Our random selection of an AC class ticket ended up a fine choice. While there were bare, dirty feet everywhere (ughhh) we were provided with a sealed bottle of water and an in-train meal. The nice gentleman sitting next to me gave me a tour of my tray, so at least I knew what I was eating. And how wrong could I go with rice curds (dairy…definitely not pasteurized), milk with coriander and onion (dairy again; raw veggies), spicy pickles, and rice with veggies which were probably both safe – oh wait, this is public train food we’re talking about. I tried it all and finished the delicious milk/coriander sauce. Whooo! This is what passes for living on the edge in India.
We arrived in Mysore a few hours later bellyache and diarrhea free, checked into our much improved hotel, ordered room service (Paneer Chili Dry – surprisingly delicious cooked vegetarian food) and headed out for some good ol’ fashioned tourism.
After renting a tuktuk for the day, the first stop was Mysore Palace, which used to house the royal family when Mysore was the capital of the state. The palace was unique since it was built in a combination of Indian, Middle Eastern and European architecture. So basically there were columns, domed roofs, stained glass windows, arches and then murals depicting Hindu gods, Indian royalty and bagpipers. (Side note: no photos allowed inside the palace)
Following the palace it was up Chimundi Hill to Chimundi Temple, which is one of the most famous in Mysore. Unfortunately, once again we got too late of a start and were unable to visit the actual temple but another “nice” local boy began to give us an impromptu tour. We had discussed earlier in the morning how the guidebooks said to avoid this at all costs since:
These children are very chatty and good salesmen and you may like them, but they should be in school instead.
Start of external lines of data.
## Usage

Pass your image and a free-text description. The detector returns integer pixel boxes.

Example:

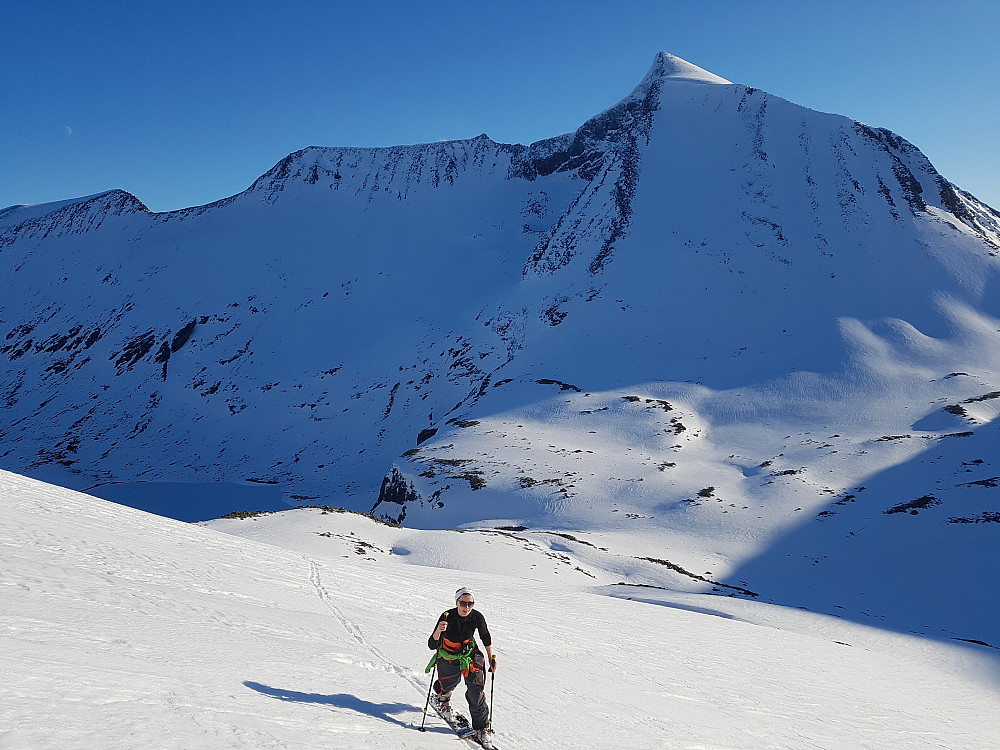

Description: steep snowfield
[0,472,1000,750]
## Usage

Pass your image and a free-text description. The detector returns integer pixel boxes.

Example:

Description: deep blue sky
[0,0,1000,211]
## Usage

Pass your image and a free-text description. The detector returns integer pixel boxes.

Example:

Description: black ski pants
[434,651,490,729]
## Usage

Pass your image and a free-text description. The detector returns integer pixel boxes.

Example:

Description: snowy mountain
[0,472,1000,750]
[0,54,1000,646]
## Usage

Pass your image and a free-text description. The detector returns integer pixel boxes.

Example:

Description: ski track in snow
[0,472,1000,750]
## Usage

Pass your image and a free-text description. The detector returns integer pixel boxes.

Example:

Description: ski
[430,698,497,750]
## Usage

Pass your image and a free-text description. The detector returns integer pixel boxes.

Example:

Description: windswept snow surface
[0,472,1000,750]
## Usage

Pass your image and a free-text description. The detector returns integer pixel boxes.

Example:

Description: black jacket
[427,608,493,653]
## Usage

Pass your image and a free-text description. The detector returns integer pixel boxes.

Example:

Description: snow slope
[0,472,1000,750]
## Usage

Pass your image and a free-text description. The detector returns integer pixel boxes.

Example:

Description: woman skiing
[427,588,496,750]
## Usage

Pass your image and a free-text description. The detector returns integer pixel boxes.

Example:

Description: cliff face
[0,55,1000,540]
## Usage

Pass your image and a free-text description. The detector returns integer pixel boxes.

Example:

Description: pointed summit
[643,52,732,84]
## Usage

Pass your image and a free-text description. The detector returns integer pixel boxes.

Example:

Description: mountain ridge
[0,56,1000,637]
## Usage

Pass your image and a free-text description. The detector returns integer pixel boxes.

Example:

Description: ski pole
[486,656,497,732]
[420,664,437,732]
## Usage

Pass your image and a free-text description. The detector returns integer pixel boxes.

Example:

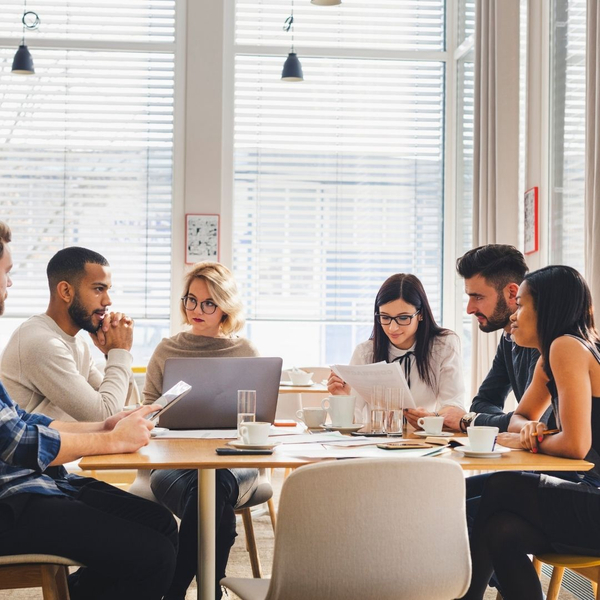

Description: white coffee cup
[467,425,500,452]
[240,421,271,446]
[296,407,327,428]
[321,396,356,427]
[289,370,313,385]
[417,417,444,435]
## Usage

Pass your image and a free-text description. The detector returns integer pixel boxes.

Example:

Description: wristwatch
[459,413,477,433]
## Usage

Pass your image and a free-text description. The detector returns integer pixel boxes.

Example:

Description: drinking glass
[238,390,256,437]
[369,385,385,433]
[384,388,404,437]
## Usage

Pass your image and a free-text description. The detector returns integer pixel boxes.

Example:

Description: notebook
[159,356,283,429]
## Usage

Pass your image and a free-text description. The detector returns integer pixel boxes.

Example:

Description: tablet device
[146,381,192,423]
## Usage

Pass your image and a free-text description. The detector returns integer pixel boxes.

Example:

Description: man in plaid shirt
[0,221,177,600]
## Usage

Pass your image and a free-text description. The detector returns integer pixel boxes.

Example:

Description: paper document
[331,362,417,408]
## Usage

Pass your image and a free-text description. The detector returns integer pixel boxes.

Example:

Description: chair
[533,554,600,600]
[128,469,277,578]
[0,554,82,600]
[221,458,471,600]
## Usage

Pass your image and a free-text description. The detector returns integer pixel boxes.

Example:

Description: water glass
[369,385,385,433]
[384,388,404,437]
[238,390,256,436]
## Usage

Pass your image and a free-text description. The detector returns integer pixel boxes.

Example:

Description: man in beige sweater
[0,246,138,421]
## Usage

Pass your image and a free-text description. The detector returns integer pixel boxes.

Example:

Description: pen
[531,429,560,437]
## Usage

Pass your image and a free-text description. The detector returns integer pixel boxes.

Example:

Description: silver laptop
[159,356,283,429]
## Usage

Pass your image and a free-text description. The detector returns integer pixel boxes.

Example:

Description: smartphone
[146,381,192,423]
[215,448,273,456]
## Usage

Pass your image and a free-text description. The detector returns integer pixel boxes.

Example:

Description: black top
[471,334,548,431]
[546,334,600,485]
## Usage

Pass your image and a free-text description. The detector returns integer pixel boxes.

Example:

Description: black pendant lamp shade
[12,44,35,75]
[281,52,304,81]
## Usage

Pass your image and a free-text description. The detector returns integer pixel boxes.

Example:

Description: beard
[68,293,102,333]
[475,294,512,333]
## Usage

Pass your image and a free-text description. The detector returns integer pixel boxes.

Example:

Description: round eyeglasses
[181,296,217,315]
[375,309,421,327]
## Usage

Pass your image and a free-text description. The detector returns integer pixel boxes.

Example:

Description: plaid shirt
[0,383,76,499]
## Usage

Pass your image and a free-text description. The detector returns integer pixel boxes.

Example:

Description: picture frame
[523,187,539,254]
[185,213,220,265]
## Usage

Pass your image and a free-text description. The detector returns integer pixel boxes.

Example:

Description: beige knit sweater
[144,332,258,404]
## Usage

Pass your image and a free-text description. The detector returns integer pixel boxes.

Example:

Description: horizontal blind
[550,0,586,273]
[234,55,444,321]
[0,11,174,319]
[0,0,175,43]
[235,0,445,53]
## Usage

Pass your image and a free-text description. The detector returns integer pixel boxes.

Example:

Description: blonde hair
[0,221,11,258]
[180,261,245,336]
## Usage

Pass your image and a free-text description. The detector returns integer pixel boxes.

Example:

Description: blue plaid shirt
[0,383,76,499]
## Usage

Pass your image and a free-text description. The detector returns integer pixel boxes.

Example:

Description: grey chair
[221,458,471,600]
[0,554,83,600]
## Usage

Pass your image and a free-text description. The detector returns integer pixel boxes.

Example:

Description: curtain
[585,0,600,306]
[471,0,519,391]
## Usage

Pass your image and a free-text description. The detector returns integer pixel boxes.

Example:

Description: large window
[234,0,445,366]
[550,0,586,273]
[0,0,175,363]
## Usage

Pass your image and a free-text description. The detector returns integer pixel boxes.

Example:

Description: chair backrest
[266,458,471,600]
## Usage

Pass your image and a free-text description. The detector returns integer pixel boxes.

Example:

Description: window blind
[234,0,445,323]
[0,0,174,319]
[550,0,586,273]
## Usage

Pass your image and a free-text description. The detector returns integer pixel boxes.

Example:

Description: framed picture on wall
[523,187,539,254]
[185,214,219,265]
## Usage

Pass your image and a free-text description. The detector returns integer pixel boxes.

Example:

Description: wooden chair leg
[267,498,277,533]
[546,567,565,600]
[240,508,262,579]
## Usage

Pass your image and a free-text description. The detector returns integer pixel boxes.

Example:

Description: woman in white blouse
[327,273,465,427]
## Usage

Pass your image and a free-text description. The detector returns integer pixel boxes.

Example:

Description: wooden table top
[79,439,593,471]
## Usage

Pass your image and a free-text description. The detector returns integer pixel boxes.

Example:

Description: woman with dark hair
[465,266,600,600]
[327,273,465,426]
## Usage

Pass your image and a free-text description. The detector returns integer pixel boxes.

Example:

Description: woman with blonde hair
[144,262,258,600]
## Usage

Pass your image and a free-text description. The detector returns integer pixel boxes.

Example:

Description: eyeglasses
[181,296,217,315]
[375,309,421,327]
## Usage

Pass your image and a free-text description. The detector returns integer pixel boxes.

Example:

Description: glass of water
[385,388,404,437]
[370,385,385,433]
[238,390,256,436]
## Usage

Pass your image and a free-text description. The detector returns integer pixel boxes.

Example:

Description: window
[549,0,586,273]
[0,0,175,362]
[233,0,445,366]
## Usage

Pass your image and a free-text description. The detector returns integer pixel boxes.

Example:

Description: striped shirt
[0,383,77,499]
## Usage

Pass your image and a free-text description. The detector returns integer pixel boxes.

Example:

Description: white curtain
[585,0,600,306]
[471,0,519,391]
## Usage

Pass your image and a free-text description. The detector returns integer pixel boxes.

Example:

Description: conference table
[79,438,593,600]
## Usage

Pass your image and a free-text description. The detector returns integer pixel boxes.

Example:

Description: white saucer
[454,446,510,458]
[323,423,365,433]
[413,431,455,437]
[227,440,279,450]
[279,379,315,387]
[150,427,169,437]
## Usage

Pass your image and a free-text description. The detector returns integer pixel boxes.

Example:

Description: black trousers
[0,478,177,600]
[151,469,240,600]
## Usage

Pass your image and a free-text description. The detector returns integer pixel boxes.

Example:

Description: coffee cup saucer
[227,440,279,450]
[413,431,456,437]
[323,423,365,433]
[453,446,510,458]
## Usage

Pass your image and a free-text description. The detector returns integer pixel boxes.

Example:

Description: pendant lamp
[281,0,304,81]
[11,6,40,75]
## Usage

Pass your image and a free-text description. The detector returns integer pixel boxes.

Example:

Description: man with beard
[1,246,138,421]
[0,221,178,600]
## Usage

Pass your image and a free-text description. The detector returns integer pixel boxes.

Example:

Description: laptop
[159,356,283,429]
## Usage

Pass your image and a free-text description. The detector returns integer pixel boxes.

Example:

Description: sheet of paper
[331,362,417,408]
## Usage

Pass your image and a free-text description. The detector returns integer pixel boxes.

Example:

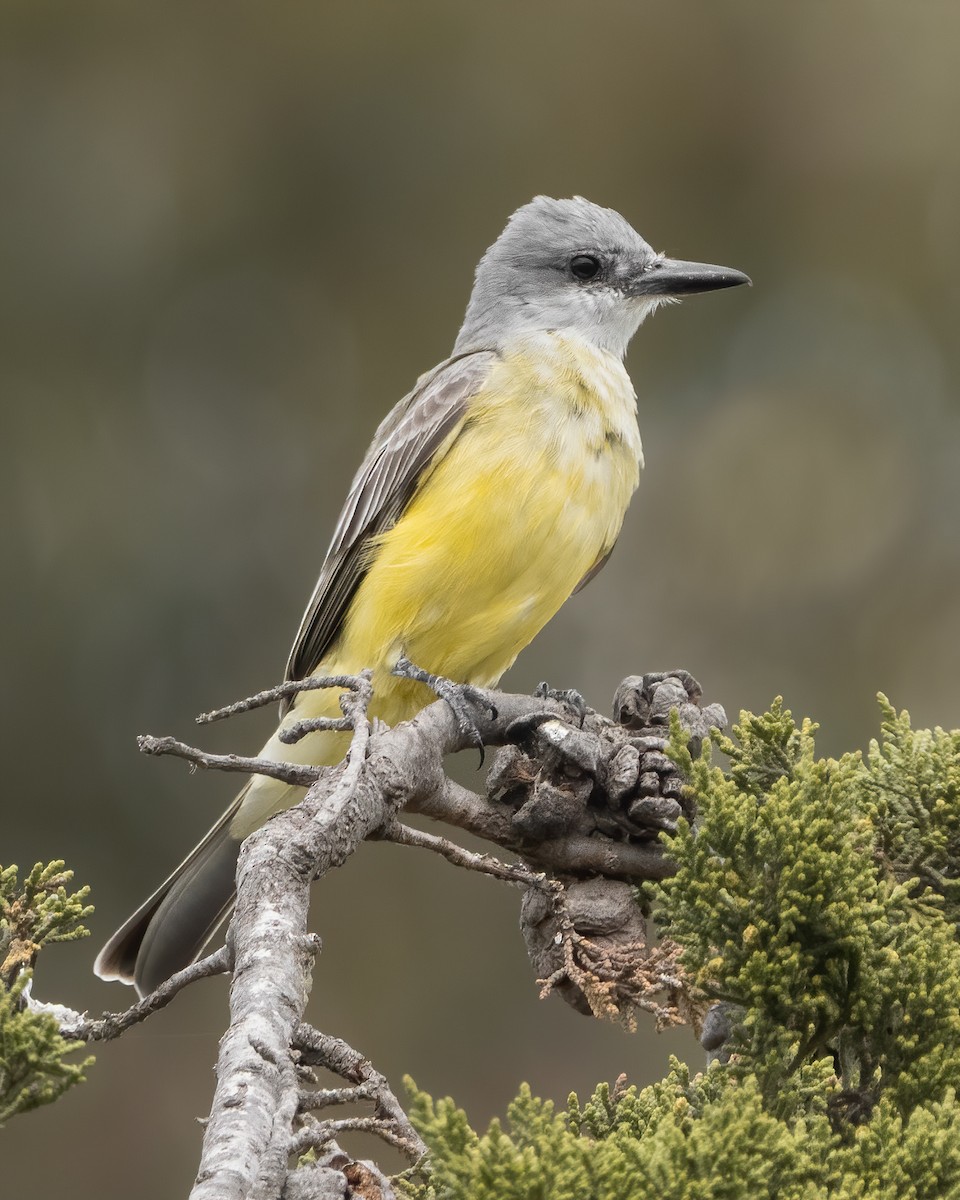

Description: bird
[94,196,750,996]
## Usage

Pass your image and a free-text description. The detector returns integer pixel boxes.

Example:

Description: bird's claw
[392,655,497,767]
[534,682,587,728]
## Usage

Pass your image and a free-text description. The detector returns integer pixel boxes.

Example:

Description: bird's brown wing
[284,350,497,708]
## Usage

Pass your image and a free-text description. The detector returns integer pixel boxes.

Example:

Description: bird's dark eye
[570,254,600,280]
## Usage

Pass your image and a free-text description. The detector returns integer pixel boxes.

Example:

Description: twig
[137,733,325,787]
[294,1022,427,1162]
[378,820,547,888]
[196,671,371,725]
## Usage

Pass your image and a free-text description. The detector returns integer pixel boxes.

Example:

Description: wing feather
[280,350,497,700]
Thank you wikitravel. Accordingly as soon as I saw him wander up I left to go buy a lemonade. When I went to catch up with the others, the kid was still in tow telling us there was an alternate temple we could enter which Aracely and I both declined. Mark ignored our subtle apprehension stating, “Why go to the temple and not go in? The whole point is to go in,” and strutted off with the kid. Face palm. After the “tour” 200 rupees (~$4) was demanded which Mark refused to pay.
In keeping with our pattern of unofficial tours, instead of returning us to our hotel our guide decided to take us around Mysore in the tuktuk – stopping at a Nandi of Mysore, a giant statue of a bull that he said was carved in 24 hours from a single piece of rock (only half true; I think you can guess which half). We then moved onto a church and a mosque down the block from each other which he told us was built by the Maharaja to encourage religious freedom and unity within the city. I’m too lazy to read a history book and look into the validity of that.
Following the religious monuments, we were taken through the Muslim neighborhood into a dark alley way where the driver parked the tuktuk and led us down a corridor. We walked into a random building that was filled with dirty backpackers wearing patterned genie pants and smelled of incense. As it turned out it was a shop that specialized in oils made from the famous locally grown sandalwood which according to our very accurate tour guide was illegal to be harvested by anyone not from Mysore except specific dealers. The vendor rubbed a shit ton of oils all over us that he claimed had various healing powers. Then we had a staring match which we won when he finally accepted we weren’t interested in buying anything.
Apparently everything in Mysore is a tour. Anyone who tells you differently is selling you something.